Since this parking lot confrontation, things have shifted between us, but for the better. Our interactions have become more business-like, less “friendly”. Kees and I have found a more balanced attitude in choosing what we do to help them. We have also learned to rely more on the Caritas to support us in the never-ending challenges facing this family.
The Good News
But like most immigrant stories, there’s also good news. The good news is that little 1-1/2 year-old Joy found a place in the local Peter Pan nursery despite being #18 on the waiting list. I don’t know how that happened, other than through Divine grace. I was desperate to have her begin as soon as possible because her days were filled with sitting on the sofa in a dark living room watching the same children’s video over and over again. She wasn’t eating, sleeping, and could barely walk. She didn’t know how to play or interact with anyone. Whenever I arrived and tried to be with her, Joy would just move closer to the TV so she could hear it better and clasp her eyes on the screen.

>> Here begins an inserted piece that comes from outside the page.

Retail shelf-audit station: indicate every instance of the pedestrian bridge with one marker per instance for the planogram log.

Since she began a month ago, school is doing Joy a world of good. She greets and engages with me whenever we meet. She is walking better. At times, she is singing and clapping with glee. Joy still refuses to eat and often insists on remaining in her stroller, but overall the teachers are happy with her progress. Rose says Joy is now napping during the day and sleeping through the night.
It takes a village to raise a child. But not just a village…a village full of prayers. As a Christian woman, I am asked to be charitable and help the poor. In fact, caritas is the Latin word for ‘Christian love,’ and for the past 700 years, it’s English derivative has meant “benevolent goodwill or love of humanity”.
I have learned that charity is not always easy. Samuel, Rose and Joy are poor in so many ways – not just financially. Poor in spirit, inner resources, education, social skills, language skills, and at times hope.
If you would like to help us help them, we are gratefully receiving both prayers and donations earmarked for the payment of Joy’s nursery school.
To help, please use our Paypal account purshana(at)live(dot)com or contact me for bank details.
I realize that The path of love requires a lot of WILL, and that walking in the footsteps of will (the heroic path of the charitable) requires infinite LOVE…. and PATIENCE!
Charity is a constant balancing between being active and passive and the discernment needed to know when and how much. Also the need to hold fast to/trust the great love and light that I know surrounds us all, no matter what happens. This little family has their own choices and they’re own lessons to learn (as do I!)